C’è un legame antico che attraversa i secoli e che, dalle pietre millenarie della nostra Sicilia arriva dritto al cuore della fede cristiana. Partendo da questa consapevolezza, l’Aula Magna del Seminario Vescovile di Acireale ha ospitato la tavola rotonda “Ebrei, Ebraismo e Bibbia: quale conoscenza tra i giovani cattolici”, momento centrale del progetto il “Cantiere del dialogo ebraico-cristiano”.
Ha aperto i lavori la moderatrice dell’evento Marinella V. Sciuto, referente MEIC e UNEDI, che ha ripercorso le tappe miliari del riavvicinamento. Dalla svolta conciliare della Nostra Aetate alla storica visita di San Giovanni Paolo II alla Sinagoga di Roma, ricordando come la Giornata del 17 gennaio, tutta italiana nella sua genesi, rappresenti oggi una bussola per il superamento dei pregiudizi e la riscoperta dei valori biblici comuni. Un impegno che deve farsi concreto anche attraverso la riscoperta dei luoghi della memoria ebraica in Sicilia.
Il cantiere del dialogo: gli interventi
Mons. Giovanni Mammino, rettore del Seminario, ha ricordato come lo studio dell’ebraico sia un’eredità storica dell’istituzione acese, fin dai tempi del primo rettore.
Il valore della conoscenza è stato il tema centrale degli interventi di don Antonino De Maria e don Andrea Grasso, che hanno sottolineato il valore delle “schede didattiche” come strumento operativo.
Anna Maria Cutuli, presidente MEIC Acireale, ha auspicato una formazione solida per garantire autonomia di giudizio rispetto alle tensioni internazionali. Mentre Barbara Condorelli, direttore della Pastorale scolastica, ha descritto l’insegnamento della religione come un osservatorio privilegiato per costruire relazioni autentiche, presupposto della pace.
Sul fronte catechistico e giovanile, don Carmelo Sciuto ha spiegato come il legame tra Antico e Nuovo Testamento trasformi la percezione dell’altro da “distanza” a “ricchezza”. Mentre don Orazio Sciacca ha evidenziato come la superficialità sia terreno fertile per l’antisemitismo.
Il biblista padre Carmelo Raspa ha ammonito contro il «brusio dell’indifferenza», radice delle grandi tragedie storiche.
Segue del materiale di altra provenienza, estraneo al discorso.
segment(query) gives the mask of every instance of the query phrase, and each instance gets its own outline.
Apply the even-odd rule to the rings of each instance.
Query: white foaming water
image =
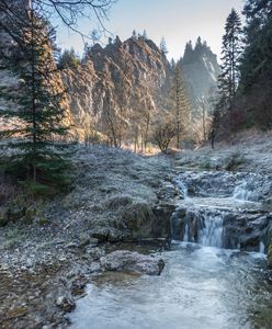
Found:
[[[243,181],[240,185],[235,188],[233,197],[241,201],[250,201],[252,192],[248,190],[247,181]]]
[[[260,241],[259,252],[264,253],[265,246],[262,241]]]
[[[189,241],[189,226],[185,226],[185,232],[184,232],[184,237],[183,237],[183,241],[184,242],[190,242]]]
[[[180,179],[177,180],[177,183],[184,198],[188,198],[188,186]]]

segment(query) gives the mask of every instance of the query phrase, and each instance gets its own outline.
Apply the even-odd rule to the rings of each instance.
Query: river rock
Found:
[[[272,269],[272,239],[269,246],[268,263],[269,263],[269,268]]]
[[[160,258],[140,254],[135,251],[117,250],[100,259],[104,271],[160,275],[165,262]]]

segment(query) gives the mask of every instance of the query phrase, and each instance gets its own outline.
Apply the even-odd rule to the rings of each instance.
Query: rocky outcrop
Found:
[[[104,271],[147,275],[160,275],[165,268],[162,259],[127,250],[113,251],[101,258],[100,263]]]
[[[116,122],[123,129],[132,127],[140,116],[158,111],[165,102],[169,76],[166,56],[152,41],[143,37],[125,42],[116,37],[104,48],[97,44],[78,68],[63,71],[70,111],[79,127],[91,122],[101,133]]]
[[[200,41],[195,49],[186,47],[178,65],[196,115],[215,93],[219,73],[216,56]],[[116,37],[104,48],[97,44],[78,68],[63,71],[76,122],[81,129],[92,122],[101,133],[106,133],[109,120],[113,125],[121,122],[123,129],[133,128],[139,117],[145,121],[166,109],[172,77],[173,68],[165,54],[144,37],[125,42]]]
[[[272,214],[263,207],[272,191],[268,177],[185,172],[178,181],[189,198],[171,216],[173,239],[227,249],[269,250]]]

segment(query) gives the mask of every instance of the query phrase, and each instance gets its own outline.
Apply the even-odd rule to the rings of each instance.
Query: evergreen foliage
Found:
[[[243,14],[245,52],[240,66],[240,98],[245,124],[272,128],[272,1],[247,0]]]
[[[212,123],[212,138],[219,129],[228,132],[234,125],[234,103],[239,86],[239,65],[242,52],[242,27],[239,14],[231,10],[225,24],[222,49],[222,75],[218,78],[218,101]],[[236,123],[235,123],[236,124]]]
[[[168,54],[167,42],[166,42],[165,37],[162,37],[160,41],[160,52],[165,55]]]
[[[181,148],[181,140],[186,137],[188,127],[190,125],[191,104],[179,65],[177,65],[174,69],[170,102],[172,107],[171,113],[175,124],[177,148]]]
[[[239,59],[241,55],[241,20],[239,14],[231,10],[225,25],[223,36],[222,75],[219,77],[219,93],[230,106],[235,98],[239,81]]]
[[[19,109],[1,111],[1,116],[19,123],[0,132],[4,147],[13,149],[5,171],[15,174],[34,195],[52,195],[69,184],[67,144],[61,141],[68,127],[64,124],[65,92],[54,77],[54,29],[33,10],[20,21],[18,39],[22,60],[9,61],[20,78],[15,103]],[[5,59],[8,60],[8,59]],[[9,98],[8,93],[2,94]]]

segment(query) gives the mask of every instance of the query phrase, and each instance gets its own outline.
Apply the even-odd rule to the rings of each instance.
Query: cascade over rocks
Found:
[[[160,275],[165,268],[165,262],[160,258],[127,250],[113,251],[101,258],[100,263],[102,269],[105,271],[148,275]]]

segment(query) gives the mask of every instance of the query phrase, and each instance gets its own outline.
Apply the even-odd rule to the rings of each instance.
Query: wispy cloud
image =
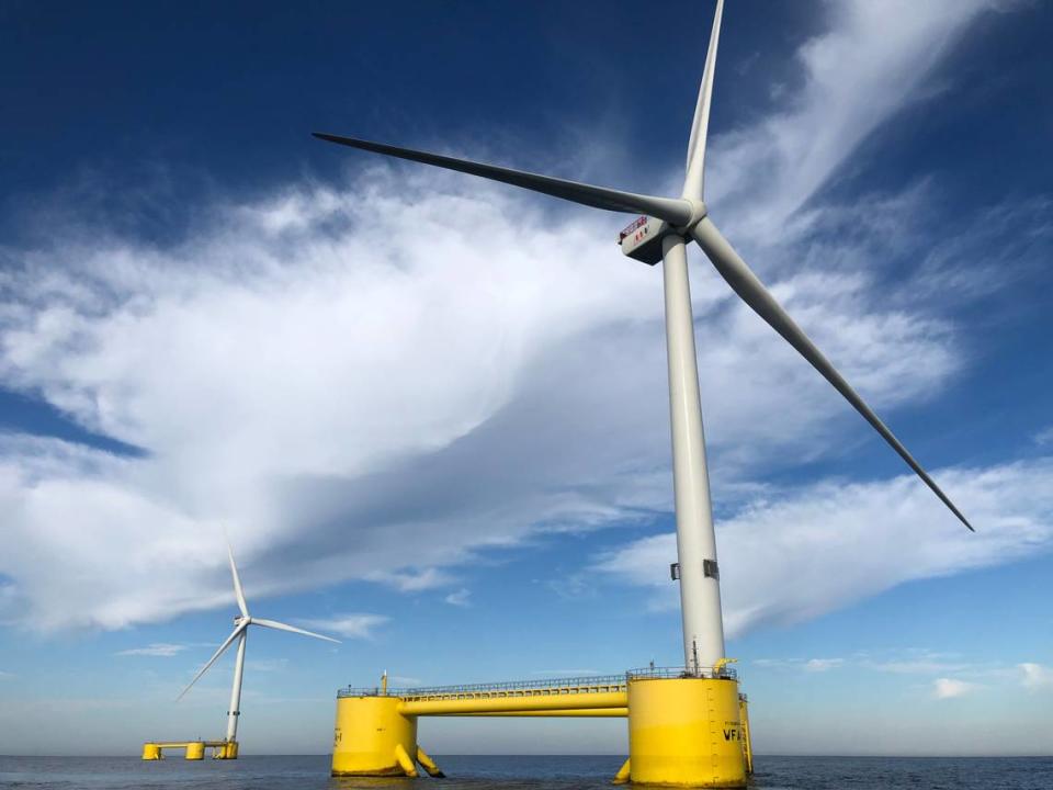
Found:
[[[873,245],[887,237],[876,218],[869,246],[827,234],[831,272],[807,263],[818,225],[793,212],[916,99],[988,4],[830,5],[827,30],[800,53],[792,109],[716,138],[710,157],[725,229],[760,253],[779,295],[881,410],[943,391],[965,364],[959,328],[926,304],[875,298]],[[0,437],[0,574],[11,579],[0,620],[116,629],[229,603],[220,522],[250,557],[253,597],[349,579],[412,594],[451,587],[451,568],[476,552],[537,531],[669,511],[660,279],[612,263],[616,217],[553,218],[505,189],[385,168],[203,213],[172,246],[55,227],[45,250],[4,251],[4,385],[147,454]],[[722,564],[741,568],[727,574],[733,631],[1045,545],[1034,497],[973,544],[984,555],[954,540],[935,553],[942,514],[913,481],[828,481],[767,504],[758,482],[780,459],[838,456],[841,431],[863,429],[712,272],[695,282],[699,331],[716,340],[700,343],[715,482],[738,497],[736,529],[722,535]],[[984,515],[984,497],[1040,474],[992,467],[941,482]],[[903,524],[919,522],[914,555],[894,552]],[[71,539],[82,534],[93,539]],[[746,562],[755,544],[766,548]],[[835,573],[824,587],[828,568],[814,568],[786,596],[817,544],[838,567],[862,557],[858,579]],[[631,555],[665,578],[668,539],[604,564]],[[383,622],[347,617],[316,627],[362,636]]]
[[[1049,428],[1043,428],[1038,433],[1034,435],[1034,443],[1039,447],[1048,447],[1053,444],[1053,426]]]
[[[333,614],[331,618],[303,620],[305,628],[335,633],[347,639],[372,639],[377,628],[388,621],[383,614]]]
[[[1053,689],[1053,667],[1042,664],[1024,663],[1019,665],[1023,674],[1023,685],[1029,689]]]
[[[804,668],[808,672],[827,672],[843,666],[843,658],[809,658]]]
[[[154,642],[146,647],[131,647],[128,650],[117,651],[114,655],[141,655],[156,656],[161,658],[171,658],[173,655],[186,650],[184,644],[169,644],[167,642]]]
[[[455,590],[448,595],[443,600],[450,606],[457,607],[469,607],[472,606],[472,590],[466,587],[462,587],[458,590]]]
[[[932,681],[932,696],[937,699],[954,699],[973,693],[981,686],[955,678],[937,678]]]
[[[976,534],[906,475],[875,483],[828,481],[775,501],[749,501],[722,521],[729,633],[805,620],[904,582],[1053,549],[1053,459],[937,470],[937,477],[980,526]],[[596,568],[612,580],[652,588],[654,606],[672,608],[677,590],[667,569],[675,556],[675,534],[659,534],[599,557]],[[905,668],[919,658],[931,659],[914,657]]]

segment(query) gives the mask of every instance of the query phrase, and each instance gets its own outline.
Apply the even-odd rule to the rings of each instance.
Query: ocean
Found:
[[[622,757],[435,756],[448,779],[333,779],[329,757],[0,757],[0,788],[30,790],[610,790]],[[1053,757],[756,758],[757,790],[1053,790]],[[435,790],[439,790],[437,788]]]

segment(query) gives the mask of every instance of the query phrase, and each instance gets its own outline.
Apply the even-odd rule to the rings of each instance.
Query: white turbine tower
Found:
[[[699,400],[691,293],[688,283],[684,247],[688,239],[699,244],[732,290],[793,346],[862,415],[863,419],[870,422],[962,523],[970,530],[973,529],[962,512],[915,461],[873,409],[863,402],[775,301],[760,279],[721,235],[709,216],[709,208],[703,202],[705,142],[723,8],[723,0],[717,0],[705,70],[691,123],[683,190],[679,198],[622,192],[437,154],[315,133],[316,137],[331,143],[480,176],[595,208],[646,215],[630,225],[620,235],[619,242],[622,251],[632,258],[650,264],[659,260],[663,262],[680,602],[683,616],[684,665],[691,675],[701,675],[720,666],[724,659],[724,629],[721,618],[716,535],[710,506],[710,484]]]
[[[212,658],[208,659],[208,663],[205,664],[196,675],[194,679],[190,681],[190,685],[186,686],[182,691],[180,691],[179,697],[176,698],[177,701],[181,700],[183,696],[190,691],[195,682],[204,675],[208,667],[216,663],[216,661],[226,653],[227,648],[234,644],[235,640],[238,642],[238,655],[234,663],[234,685],[230,688],[230,709],[227,711],[227,743],[234,743],[237,741],[238,734],[238,716],[241,715],[239,710],[241,706],[241,675],[245,672],[245,641],[249,635],[249,625],[262,625],[263,628],[274,629],[276,631],[290,631],[292,633],[303,634],[304,636],[314,636],[315,639],[325,640],[326,642],[336,642],[340,644],[340,640],[335,640],[331,636],[322,636],[321,634],[316,634],[313,631],[305,631],[304,629],[298,629],[294,625],[286,625],[285,623],[278,622],[276,620],[264,620],[263,618],[256,618],[249,614],[249,607],[245,602],[245,592],[241,589],[241,577],[238,575],[238,566],[234,562],[234,551],[230,546],[227,546],[227,555],[230,557],[230,575],[234,577],[234,595],[238,599],[238,609],[241,610],[241,614],[234,619],[234,631],[230,632],[230,635],[227,636],[226,641],[219,645]]]

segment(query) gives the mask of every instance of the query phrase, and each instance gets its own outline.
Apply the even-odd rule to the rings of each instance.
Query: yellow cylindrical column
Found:
[[[749,776],[754,772],[754,741],[749,735],[749,700],[746,695],[738,696],[738,720],[743,723],[743,757]]]
[[[417,754],[417,716],[399,713],[398,697],[339,697],[332,776],[406,776],[398,759]],[[416,771],[415,771],[416,774]]]
[[[238,742],[237,741],[227,741],[222,746],[216,746],[215,752],[212,755],[215,759],[237,759],[238,758]]]
[[[629,681],[630,778],[667,787],[746,787],[734,678]]]

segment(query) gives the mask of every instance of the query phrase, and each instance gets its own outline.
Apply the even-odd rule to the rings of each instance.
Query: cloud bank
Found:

Ha esortato a superare una didattica limitata all’«Israele biblico» per aprirsi alla conoscenza dell’Israele «vivo». Comprendere il dinamismo rabbinico e i metodi interpretativi degli ebrei del tempo di Gesù è infatti essenziale per leggere correttamente le Scritture. E per incontrare l’altro nella sua reale identità culturale.
Caterina Vecchio ha illustrato gli esiti del progetto
Caterina Vecchio, docente IRC, ha illustrato gli esiti del progetto «Il cantiere del dialogo». L’iniziativa si è sostanziata in un questionario di rilevazione rivolto a giovani tra i 12 e i 18 anni. Il modulo è volto a mappare il reale livello di conoscenza della cultura ebraica tra le nuove generazioni. L’indagine, basata sulla scheda n. 16 ha raccolto 264 risultati, dai quali è emerso un quadro incoraggiante da cui poter partire.
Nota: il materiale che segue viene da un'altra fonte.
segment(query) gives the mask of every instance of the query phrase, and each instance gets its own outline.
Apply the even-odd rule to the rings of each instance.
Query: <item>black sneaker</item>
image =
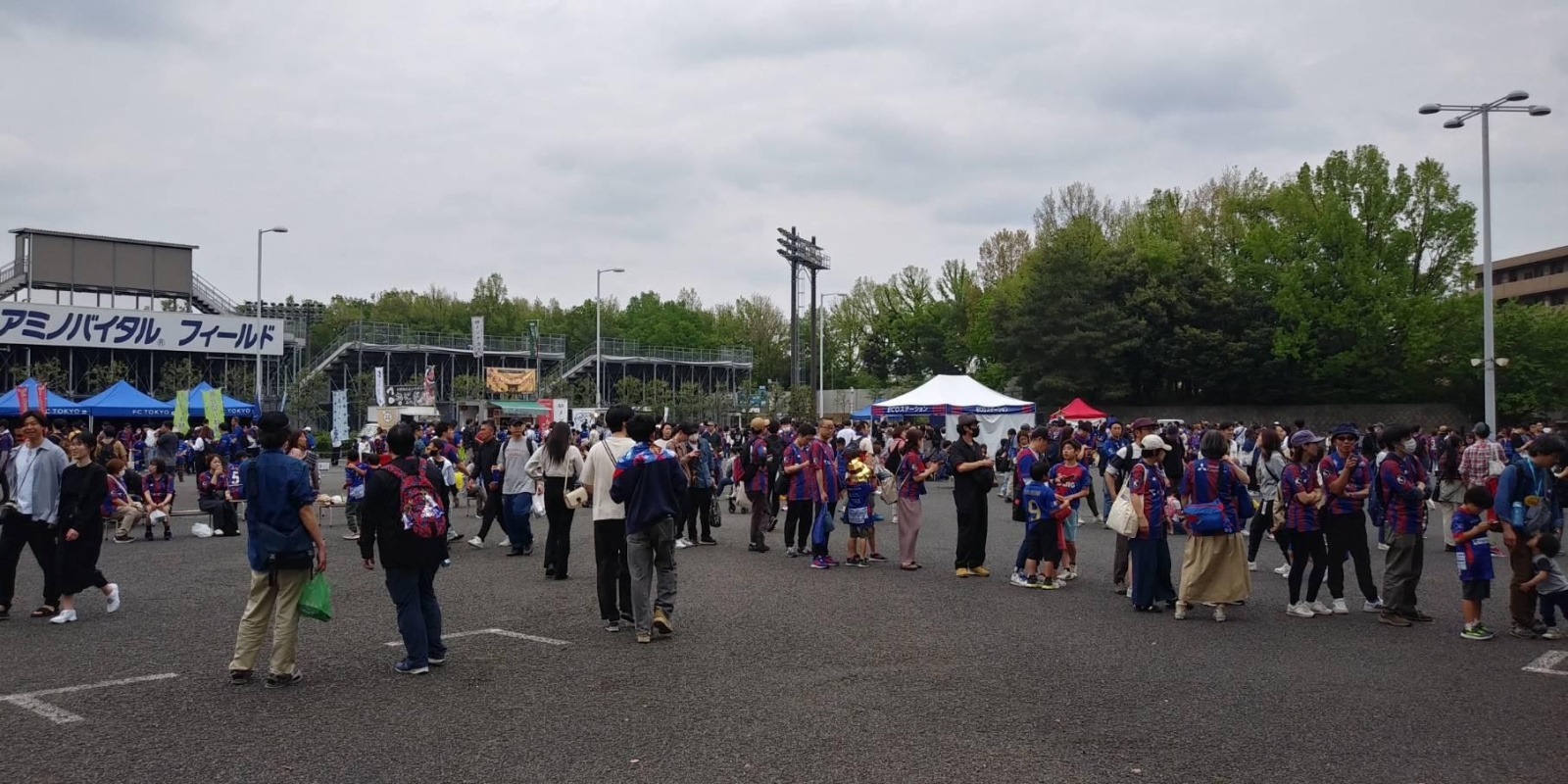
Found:
[[[267,676],[265,685],[267,688],[285,688],[298,684],[299,681],[304,681],[304,673],[295,670],[292,676],[276,676],[276,674]]]

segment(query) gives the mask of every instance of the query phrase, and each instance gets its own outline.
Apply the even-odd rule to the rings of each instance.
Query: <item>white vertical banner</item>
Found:
[[[348,441],[348,390],[332,390],[332,444]]]

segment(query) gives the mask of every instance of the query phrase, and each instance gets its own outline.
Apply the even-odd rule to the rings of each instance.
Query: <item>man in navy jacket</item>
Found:
[[[651,643],[652,630],[674,633],[676,612],[676,516],[687,492],[685,470],[673,452],[654,445],[654,417],[638,414],[626,423],[637,442],[615,464],[610,499],[626,505],[626,564],[632,572],[632,618],[637,641]],[[649,602],[654,571],[659,599]]]

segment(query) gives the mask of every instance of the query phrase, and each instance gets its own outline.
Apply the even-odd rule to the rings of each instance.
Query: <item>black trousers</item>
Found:
[[[1345,597],[1345,555],[1355,563],[1361,596],[1377,601],[1377,582],[1372,580],[1372,555],[1367,552],[1366,514],[1359,510],[1350,514],[1323,514],[1323,536],[1328,538],[1328,594]]]
[[[768,494],[765,492],[748,492],[746,499],[751,502],[751,544],[762,546],[767,541],[768,532]]]
[[[953,568],[985,566],[986,494],[985,491],[974,495],[955,492],[953,503],[958,506],[958,547],[953,552]]]
[[[811,544],[812,514],[817,505],[809,500],[792,500],[784,513],[784,546],[808,549]]]
[[[1262,503],[1258,505],[1258,514],[1253,514],[1253,527],[1247,533],[1248,535],[1248,538],[1247,538],[1247,561],[1248,563],[1258,560],[1258,547],[1264,541],[1264,533],[1269,532],[1269,528],[1273,527],[1273,505],[1275,503],[1278,503],[1278,502],[1265,500],[1265,502],[1262,502]],[[1279,528],[1278,532],[1275,532],[1275,544],[1279,546],[1279,555],[1284,555],[1286,558],[1290,557],[1290,532],[1289,530]]]
[[[544,477],[544,519],[550,530],[544,535],[544,571],[557,580],[566,579],[566,560],[572,554],[572,516],[566,505],[566,478]]]
[[[696,524],[702,521],[702,539],[713,538],[713,488],[687,489],[685,530],[687,539],[699,541]]]
[[[99,536],[102,538],[102,536]],[[55,530],[25,514],[13,514],[0,525],[0,605],[11,608],[16,596],[16,564],[22,550],[31,549],[38,568],[44,571],[44,604],[60,607],[60,572]]]
[[[1328,549],[1323,544],[1323,532],[1290,532],[1290,604],[1301,601],[1301,575],[1306,574],[1306,601],[1317,601],[1317,588],[1323,585],[1323,571],[1328,569]],[[1306,561],[1312,561],[1312,571],[1306,571]]]
[[[593,560],[597,568],[602,621],[632,621],[632,571],[626,568],[626,521],[593,521]]]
Sulla parte tecnica è intervenuto don Giuliano Savina, direttore nazionale UNEDI – CEI, spiegando che il dialogo deve nutrirsi di “vissuto” e non solo di dottrina. Sulla scorta del Concilio Vaticano II, ha ribadito che il rapporto con l’ebraismo è la radice dell’identità cristiana. Savina ha spiegato l’ideazione delle schede didattiche, passate da16 a 24 lo scorso novembre, definendole una svolta storica che garantisce testi scolastici corretti e trasforma l’educazione in uno strumento di coesione, capace di resistere alle polarizzazioni attuali.
Le conclusioni sono state affidate a mons. Antonino Raspanti, vescovo di Acireale e presidente CESI, che ha messo in guardia dal restare prigionieri di rivendicazioni che impediscono l’incontro e il riconoscimento dell’altro. Il vescovo ha sottolineato che il messaggio cristiano non è distruggere, ma “portare a compimento”, indicando nel dialogo l’unico ponte per la pace in un tempo di ferite internazionali.
La strada del dialogo resta dunque aperta, come una sfida verso un futuro di fratellanza.